The growth of edge-limited flake crystals is a non-equilibrium process, which contains a variety of complex physical phenomena, such as the formation mechanism of the curved surface, the movement of the crystal interface and the interaction of crystal-liquid-gas. The geometry of the mold, the growth rate, the stability of the solid-liquid interface and the thermal field are important factors that affect the growth and crystal quality. Common defects are micro twins, grain boundaries, inclusions, dislocations, and stacking faults parallel to the growth direction. These defects can be observed by chemical corrosion and transmission electron microscopy. Different growth rates will have different defects. Too high a growth rate will not affect the crystal surface, but it is easy to cause high-angle grain boundaries.

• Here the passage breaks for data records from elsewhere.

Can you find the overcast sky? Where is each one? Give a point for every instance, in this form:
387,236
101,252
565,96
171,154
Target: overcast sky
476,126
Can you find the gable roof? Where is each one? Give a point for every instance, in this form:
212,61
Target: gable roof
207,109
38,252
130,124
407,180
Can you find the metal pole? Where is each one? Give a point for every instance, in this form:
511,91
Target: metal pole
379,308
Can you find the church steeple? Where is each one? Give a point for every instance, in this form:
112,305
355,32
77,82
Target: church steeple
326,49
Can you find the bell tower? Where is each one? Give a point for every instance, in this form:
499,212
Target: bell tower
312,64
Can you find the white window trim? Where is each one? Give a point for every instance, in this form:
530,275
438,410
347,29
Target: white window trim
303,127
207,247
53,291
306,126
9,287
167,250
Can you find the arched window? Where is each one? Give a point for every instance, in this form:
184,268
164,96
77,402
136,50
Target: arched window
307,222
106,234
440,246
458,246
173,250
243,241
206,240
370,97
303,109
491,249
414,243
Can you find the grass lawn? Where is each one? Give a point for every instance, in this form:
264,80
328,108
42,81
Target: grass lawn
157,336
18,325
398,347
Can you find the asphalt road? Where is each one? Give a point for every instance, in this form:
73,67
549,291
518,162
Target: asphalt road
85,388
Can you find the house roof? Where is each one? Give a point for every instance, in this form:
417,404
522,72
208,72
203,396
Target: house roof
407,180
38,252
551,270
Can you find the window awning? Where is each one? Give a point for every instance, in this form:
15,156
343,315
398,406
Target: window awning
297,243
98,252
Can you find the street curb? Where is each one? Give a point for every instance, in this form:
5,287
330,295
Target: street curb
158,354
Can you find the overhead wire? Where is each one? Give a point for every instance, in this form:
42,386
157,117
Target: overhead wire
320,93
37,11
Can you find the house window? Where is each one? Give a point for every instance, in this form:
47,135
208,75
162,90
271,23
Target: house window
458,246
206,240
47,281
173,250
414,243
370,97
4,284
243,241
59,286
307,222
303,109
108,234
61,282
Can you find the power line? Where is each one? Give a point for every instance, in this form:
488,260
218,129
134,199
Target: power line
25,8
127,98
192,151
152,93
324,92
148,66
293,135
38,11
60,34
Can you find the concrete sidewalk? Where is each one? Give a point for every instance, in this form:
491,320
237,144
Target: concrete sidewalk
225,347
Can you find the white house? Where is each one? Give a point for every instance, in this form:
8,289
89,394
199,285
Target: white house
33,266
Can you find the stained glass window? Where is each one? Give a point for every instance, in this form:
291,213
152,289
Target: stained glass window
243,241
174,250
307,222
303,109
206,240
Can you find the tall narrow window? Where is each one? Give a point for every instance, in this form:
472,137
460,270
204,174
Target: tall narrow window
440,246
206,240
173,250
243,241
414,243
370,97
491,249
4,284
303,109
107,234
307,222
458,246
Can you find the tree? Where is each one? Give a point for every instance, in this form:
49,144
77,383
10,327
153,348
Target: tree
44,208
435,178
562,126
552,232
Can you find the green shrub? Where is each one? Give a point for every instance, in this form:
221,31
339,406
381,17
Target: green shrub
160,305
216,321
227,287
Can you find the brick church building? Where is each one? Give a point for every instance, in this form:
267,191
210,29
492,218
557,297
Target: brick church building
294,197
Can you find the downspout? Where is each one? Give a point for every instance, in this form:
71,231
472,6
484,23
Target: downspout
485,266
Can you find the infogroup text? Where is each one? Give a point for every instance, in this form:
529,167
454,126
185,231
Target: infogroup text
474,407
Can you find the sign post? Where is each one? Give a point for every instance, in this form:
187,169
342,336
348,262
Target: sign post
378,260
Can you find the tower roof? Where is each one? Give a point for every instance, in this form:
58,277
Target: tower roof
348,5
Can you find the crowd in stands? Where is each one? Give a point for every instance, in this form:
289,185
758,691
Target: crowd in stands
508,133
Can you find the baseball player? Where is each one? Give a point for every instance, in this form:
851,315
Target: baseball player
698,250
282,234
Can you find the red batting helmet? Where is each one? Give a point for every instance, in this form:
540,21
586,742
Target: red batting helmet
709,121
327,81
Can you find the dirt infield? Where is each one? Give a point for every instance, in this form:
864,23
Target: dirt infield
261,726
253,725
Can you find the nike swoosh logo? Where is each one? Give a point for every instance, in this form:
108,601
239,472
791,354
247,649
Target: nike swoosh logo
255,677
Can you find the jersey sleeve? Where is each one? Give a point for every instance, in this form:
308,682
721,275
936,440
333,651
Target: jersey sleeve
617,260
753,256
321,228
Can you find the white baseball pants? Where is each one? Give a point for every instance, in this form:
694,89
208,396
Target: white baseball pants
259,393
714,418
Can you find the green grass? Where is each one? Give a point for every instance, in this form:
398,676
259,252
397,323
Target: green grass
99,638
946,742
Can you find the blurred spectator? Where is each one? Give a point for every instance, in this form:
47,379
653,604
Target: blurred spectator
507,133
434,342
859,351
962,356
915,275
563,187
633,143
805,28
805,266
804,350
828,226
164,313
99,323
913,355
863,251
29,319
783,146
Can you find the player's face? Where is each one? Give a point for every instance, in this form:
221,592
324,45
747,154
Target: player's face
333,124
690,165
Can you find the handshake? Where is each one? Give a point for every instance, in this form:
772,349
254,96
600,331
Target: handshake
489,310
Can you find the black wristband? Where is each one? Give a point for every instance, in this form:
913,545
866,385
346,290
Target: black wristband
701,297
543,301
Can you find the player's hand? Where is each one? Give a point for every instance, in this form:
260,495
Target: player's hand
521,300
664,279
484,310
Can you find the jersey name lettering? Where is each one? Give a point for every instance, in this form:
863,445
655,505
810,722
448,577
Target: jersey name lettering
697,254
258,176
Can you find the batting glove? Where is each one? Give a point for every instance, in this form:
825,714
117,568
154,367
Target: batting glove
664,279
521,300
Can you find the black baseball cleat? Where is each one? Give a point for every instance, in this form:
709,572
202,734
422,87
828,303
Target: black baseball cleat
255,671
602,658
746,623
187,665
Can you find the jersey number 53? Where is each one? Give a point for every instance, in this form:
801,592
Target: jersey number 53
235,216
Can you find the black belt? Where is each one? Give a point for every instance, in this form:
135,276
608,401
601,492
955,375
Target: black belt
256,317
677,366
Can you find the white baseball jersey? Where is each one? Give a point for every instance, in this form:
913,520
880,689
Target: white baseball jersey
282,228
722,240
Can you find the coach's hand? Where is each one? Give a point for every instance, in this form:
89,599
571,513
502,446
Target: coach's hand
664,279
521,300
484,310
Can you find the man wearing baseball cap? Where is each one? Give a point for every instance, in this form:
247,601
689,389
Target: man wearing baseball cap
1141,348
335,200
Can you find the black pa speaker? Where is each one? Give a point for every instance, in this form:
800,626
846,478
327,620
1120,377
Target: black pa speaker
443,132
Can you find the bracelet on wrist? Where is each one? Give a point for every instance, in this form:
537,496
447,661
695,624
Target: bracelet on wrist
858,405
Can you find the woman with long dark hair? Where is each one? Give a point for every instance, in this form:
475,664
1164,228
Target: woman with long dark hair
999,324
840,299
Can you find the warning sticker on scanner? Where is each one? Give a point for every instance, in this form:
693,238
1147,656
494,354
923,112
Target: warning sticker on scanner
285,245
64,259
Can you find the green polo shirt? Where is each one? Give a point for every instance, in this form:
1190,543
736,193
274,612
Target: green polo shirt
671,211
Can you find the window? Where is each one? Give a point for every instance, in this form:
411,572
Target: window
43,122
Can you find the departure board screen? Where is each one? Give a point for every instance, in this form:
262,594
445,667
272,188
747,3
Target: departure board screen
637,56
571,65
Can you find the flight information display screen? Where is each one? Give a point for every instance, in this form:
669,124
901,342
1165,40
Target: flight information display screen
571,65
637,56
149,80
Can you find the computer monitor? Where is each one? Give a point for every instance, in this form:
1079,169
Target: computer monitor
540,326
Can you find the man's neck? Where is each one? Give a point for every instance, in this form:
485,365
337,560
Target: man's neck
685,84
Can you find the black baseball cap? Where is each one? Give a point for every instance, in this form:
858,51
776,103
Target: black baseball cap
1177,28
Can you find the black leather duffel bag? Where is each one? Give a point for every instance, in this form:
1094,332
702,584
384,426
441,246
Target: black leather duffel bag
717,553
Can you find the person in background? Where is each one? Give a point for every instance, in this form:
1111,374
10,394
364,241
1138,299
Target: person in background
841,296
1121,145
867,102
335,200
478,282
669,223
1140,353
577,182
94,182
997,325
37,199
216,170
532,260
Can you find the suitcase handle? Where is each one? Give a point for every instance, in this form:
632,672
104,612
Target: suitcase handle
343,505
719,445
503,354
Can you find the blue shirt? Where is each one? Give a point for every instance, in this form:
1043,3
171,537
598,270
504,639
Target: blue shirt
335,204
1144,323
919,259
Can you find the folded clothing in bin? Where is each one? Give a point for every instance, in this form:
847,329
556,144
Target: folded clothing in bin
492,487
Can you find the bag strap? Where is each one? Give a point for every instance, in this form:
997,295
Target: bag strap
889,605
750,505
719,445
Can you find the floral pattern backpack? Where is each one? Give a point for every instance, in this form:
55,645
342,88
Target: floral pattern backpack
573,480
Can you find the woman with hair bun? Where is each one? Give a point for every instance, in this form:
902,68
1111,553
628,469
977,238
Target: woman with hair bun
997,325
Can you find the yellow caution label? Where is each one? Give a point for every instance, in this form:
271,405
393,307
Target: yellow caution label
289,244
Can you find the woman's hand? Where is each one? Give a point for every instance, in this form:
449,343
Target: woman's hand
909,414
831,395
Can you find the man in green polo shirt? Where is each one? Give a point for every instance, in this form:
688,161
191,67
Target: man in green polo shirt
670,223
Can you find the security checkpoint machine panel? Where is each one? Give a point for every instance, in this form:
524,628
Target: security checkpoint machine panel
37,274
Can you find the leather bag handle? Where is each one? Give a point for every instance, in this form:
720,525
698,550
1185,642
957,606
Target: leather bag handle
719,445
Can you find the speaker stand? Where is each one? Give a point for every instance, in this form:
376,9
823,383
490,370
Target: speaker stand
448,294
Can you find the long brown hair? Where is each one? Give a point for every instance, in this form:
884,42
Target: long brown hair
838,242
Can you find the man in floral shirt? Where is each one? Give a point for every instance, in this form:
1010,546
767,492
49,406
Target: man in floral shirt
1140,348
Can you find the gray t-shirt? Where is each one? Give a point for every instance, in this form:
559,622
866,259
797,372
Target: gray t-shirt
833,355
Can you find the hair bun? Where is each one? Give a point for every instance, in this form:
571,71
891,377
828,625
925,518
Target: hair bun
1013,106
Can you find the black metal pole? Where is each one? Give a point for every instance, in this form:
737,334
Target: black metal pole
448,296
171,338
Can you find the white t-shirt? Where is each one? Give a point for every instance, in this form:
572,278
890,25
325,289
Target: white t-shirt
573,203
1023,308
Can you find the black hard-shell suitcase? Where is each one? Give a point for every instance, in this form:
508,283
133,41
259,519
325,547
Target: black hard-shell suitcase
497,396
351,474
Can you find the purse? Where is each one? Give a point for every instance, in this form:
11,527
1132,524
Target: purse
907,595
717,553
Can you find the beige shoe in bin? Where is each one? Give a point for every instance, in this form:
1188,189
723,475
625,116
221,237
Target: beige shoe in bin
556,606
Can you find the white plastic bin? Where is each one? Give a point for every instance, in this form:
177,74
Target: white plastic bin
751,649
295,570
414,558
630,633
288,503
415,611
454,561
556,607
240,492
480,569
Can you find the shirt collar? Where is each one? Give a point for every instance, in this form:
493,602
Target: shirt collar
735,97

The corrosion of the mold material is another main cause of crystal defects. The mold material is mainly porous carbon fiber. When the silicon chip grows, the mold is immersed in the molten silicon, and the silicon melt will penetrate into the black through the pores of the carbon fiber; At the same time, the carbon yuan ping will diffuse into the silicon melt in the opposite direction, and the graphite crucible and the molten silicon are infiltrated and corroded, resulting in the carbon content in the edge-limited flaky crystalline silicon chip almost at a saturation level. These diffusion processes will stop when the mold surface is completely covered by silicon carbide and the broken fiber holes are filled with silicon melt. When the silicon carbide particles adhere to the growth gate of the edge-limited flake crystals, it will cause defects such as double products and large-angle grain boundaries.

When growing silicon chips with the edge-defined film fed growth method, the segregation of impurities at the solid-liquid interface causes the concentration of impurities in the ficus liquid to accumulate, which in turn affects the quality of senior silicon chips.